5. Il s'ensuit que les circonstances invoquées par M. C... F... ne présentent pas un caractère exceptionnel de nature à caractériser un intérêt légitime justifiant, en application des dispositions de l'article 61 du code civil, le changement de nom sollicité. Pour les mêmes motifs, la décision litigieuse ne porte pas au droit au respect de la vie privée et familiale du requérant une atteinte excessive au regard de l'intérêt public qui s'attache au respect des principes de dévolution et de fixité du nom établis par la loi. Dès lors, les deux moyens de la requête ne peuvent qu'être écartés.

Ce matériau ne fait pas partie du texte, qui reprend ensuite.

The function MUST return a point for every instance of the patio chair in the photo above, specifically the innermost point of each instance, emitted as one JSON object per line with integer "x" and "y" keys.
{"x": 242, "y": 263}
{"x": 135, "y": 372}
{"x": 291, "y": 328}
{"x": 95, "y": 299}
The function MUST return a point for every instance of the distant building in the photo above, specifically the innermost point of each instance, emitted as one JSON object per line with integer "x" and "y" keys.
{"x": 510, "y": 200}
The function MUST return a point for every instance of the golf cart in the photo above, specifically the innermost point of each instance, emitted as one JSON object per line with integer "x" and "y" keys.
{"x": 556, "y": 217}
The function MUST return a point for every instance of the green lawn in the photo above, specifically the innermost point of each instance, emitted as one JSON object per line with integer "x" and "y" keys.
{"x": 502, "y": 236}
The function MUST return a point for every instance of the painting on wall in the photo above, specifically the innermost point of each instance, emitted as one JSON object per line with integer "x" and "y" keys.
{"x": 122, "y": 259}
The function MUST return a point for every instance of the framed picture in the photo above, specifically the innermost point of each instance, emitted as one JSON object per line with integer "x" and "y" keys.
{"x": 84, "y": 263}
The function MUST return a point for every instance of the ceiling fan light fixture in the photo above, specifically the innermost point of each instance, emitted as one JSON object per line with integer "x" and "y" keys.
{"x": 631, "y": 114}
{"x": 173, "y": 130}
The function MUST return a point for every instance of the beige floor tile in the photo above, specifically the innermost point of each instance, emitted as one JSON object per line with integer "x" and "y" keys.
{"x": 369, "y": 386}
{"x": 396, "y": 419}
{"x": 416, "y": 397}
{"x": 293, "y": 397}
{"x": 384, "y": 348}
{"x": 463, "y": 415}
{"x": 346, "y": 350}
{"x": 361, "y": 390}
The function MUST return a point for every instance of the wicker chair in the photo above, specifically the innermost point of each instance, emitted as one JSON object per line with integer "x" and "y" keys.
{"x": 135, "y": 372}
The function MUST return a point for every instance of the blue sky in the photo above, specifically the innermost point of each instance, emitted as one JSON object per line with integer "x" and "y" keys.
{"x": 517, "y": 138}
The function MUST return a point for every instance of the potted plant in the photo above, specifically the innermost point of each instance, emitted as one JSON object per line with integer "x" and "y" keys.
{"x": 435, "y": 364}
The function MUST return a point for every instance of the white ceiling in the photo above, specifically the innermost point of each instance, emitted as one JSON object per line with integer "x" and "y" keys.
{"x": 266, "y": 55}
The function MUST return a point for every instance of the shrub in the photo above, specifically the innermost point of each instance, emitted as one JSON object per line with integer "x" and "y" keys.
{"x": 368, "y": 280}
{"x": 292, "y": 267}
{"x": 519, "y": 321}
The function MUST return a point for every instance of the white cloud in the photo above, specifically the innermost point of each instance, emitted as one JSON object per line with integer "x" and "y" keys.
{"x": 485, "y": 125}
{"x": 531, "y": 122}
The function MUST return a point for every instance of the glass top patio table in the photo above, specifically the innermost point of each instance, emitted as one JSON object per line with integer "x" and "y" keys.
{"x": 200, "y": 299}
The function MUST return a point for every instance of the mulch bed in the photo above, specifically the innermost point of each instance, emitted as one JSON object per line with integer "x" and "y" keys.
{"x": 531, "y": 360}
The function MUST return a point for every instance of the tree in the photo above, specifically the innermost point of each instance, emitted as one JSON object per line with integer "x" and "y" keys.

6. Il résulte de tout ce qui précède que M. C... F... n'est pas fondé à soutenir que c'est à tort que le tribunal administratif de Paris a rejeté, par le jugement attaqué, sa demande tendant à l'annulation de la décision du 28 février 2018 par laquelle la garde des sceaux, ministre de la justice, a refusé de faire droit à sa demande de changement de son patronyme en " Meslem " et d'enjoindre audit ministre de la justice d'autoriser ce changement de nom. Par voie de conséquence, sa requête d'appel doit être rejetée en toutes ses conclusions, y compris celles fondées sur l'article L. 761-1 du code de justice administrative.

DÉCIDE :

Article 1er : La requête de M. C... F... est rejetée.

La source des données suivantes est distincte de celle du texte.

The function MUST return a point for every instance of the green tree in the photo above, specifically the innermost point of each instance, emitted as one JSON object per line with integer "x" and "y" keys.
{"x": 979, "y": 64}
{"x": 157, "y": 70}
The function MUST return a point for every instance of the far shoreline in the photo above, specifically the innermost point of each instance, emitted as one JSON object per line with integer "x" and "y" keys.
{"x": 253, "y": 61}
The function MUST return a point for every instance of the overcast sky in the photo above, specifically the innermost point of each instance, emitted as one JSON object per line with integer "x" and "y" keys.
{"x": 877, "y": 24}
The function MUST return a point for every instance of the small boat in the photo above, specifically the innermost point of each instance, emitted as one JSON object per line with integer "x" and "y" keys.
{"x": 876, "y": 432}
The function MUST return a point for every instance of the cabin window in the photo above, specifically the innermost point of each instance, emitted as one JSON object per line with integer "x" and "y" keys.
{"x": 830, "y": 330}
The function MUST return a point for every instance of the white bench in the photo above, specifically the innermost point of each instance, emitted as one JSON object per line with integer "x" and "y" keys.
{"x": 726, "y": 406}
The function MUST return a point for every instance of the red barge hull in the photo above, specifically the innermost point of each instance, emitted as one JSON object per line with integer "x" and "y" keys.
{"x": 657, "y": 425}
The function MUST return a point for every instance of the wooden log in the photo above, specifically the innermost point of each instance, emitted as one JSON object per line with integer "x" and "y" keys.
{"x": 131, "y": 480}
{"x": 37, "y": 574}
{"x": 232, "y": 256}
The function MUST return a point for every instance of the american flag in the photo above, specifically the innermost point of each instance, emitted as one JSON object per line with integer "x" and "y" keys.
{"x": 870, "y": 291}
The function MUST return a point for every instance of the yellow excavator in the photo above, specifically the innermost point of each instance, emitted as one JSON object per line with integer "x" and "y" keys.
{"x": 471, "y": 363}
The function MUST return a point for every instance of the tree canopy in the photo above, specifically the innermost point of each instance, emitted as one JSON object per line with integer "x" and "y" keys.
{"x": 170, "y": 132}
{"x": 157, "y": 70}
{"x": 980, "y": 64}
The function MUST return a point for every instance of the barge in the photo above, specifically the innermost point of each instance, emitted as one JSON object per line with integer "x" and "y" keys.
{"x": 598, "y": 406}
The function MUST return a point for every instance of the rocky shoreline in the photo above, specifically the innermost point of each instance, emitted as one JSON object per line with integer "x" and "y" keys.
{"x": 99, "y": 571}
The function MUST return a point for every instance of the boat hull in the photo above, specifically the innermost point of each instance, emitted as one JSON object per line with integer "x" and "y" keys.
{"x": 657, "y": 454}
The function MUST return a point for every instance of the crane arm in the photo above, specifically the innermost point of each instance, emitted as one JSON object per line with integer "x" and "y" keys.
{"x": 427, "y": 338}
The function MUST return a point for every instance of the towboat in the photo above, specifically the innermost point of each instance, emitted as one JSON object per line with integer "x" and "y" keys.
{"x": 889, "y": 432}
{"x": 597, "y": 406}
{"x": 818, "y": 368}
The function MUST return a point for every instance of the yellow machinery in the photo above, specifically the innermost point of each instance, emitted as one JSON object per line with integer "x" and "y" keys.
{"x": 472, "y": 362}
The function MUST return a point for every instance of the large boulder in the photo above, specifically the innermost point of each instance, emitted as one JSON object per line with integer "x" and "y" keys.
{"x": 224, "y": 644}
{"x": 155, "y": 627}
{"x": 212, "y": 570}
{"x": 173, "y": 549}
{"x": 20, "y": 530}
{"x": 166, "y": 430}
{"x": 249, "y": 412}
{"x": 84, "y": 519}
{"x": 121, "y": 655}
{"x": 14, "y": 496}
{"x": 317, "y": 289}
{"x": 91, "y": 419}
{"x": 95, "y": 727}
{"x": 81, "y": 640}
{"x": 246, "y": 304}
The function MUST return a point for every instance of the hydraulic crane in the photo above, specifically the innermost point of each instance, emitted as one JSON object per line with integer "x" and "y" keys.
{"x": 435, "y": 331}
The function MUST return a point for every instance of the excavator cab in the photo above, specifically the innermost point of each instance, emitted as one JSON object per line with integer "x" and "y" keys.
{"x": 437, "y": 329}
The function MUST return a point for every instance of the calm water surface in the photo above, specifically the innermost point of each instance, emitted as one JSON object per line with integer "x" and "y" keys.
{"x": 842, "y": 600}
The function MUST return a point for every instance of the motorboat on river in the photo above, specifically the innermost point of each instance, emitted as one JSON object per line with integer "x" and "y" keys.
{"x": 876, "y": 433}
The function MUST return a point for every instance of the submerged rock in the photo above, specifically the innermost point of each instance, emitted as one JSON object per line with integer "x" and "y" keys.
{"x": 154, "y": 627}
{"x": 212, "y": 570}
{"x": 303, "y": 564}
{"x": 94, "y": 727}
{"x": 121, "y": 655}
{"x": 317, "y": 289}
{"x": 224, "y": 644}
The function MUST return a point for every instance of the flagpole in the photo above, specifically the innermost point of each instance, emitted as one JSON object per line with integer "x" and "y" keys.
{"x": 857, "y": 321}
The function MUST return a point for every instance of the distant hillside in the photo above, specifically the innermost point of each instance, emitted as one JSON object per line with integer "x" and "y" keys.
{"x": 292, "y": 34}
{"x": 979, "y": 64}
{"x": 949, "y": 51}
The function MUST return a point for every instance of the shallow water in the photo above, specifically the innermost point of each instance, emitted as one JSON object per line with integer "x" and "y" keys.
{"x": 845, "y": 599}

Article 2 : Le présent arrêt sera notifié à M. C... F... et au garde des sceaux, ministre de la justice.

Délibéré après l'audience du 12 décembre 2019, à laquelle siégeaient :

- M. Diémert, président de la formation de jugement en application des articles L. 234-3 (premier alinéa) et R. 222-6 (premier alinéa) du code de justice administrative,

- M. E..., premier conseiller,

- M. Platillero, premier conseiller.

Lu en audience publique, le 23 janvier 2020.

Le rapporteur,

A. E... Le président,

S. DIÉMERT Le greffier,

A. LOUNIS

La République mande et ordonne au garde des sceaux, ministre de la justice en ce qui la concerne ou à tous huissiers de justice à ce requis en ce qui concerne les voies de droit commun contre les parties privées, de pourvoir à l'exécution du présent jugement.

2

N° 19PA02883


Synthèse
Tribunal : Cour administrative d'appel de Paris
Formation : 1ère chambre
Numéro d'arrêt : 19PA02883
Date de la décision : 23/01/2020
Type d'affaire : Administrative
Type de recours : Excès de pouvoir

Analyses

26-01-03 Droits civils et individuels. État des personnes. Changement de nom patronymique.


Composition du Tribunal
Président : M. DIEMERT
Rapporteur ?: M. Alain LEGEAI
Rapporteur public ?: Mme GUILLOTEAU
Avocat(s) : EL MABROUK

Origine de la décision
Date de l'import : 28/01/2020
Fonds documentaire ?: Legifrance
Identifiant URN:LEX : urn:lex;fr;cour.administrative.appel.paris;arret;2020-01-23;19pa02883 ?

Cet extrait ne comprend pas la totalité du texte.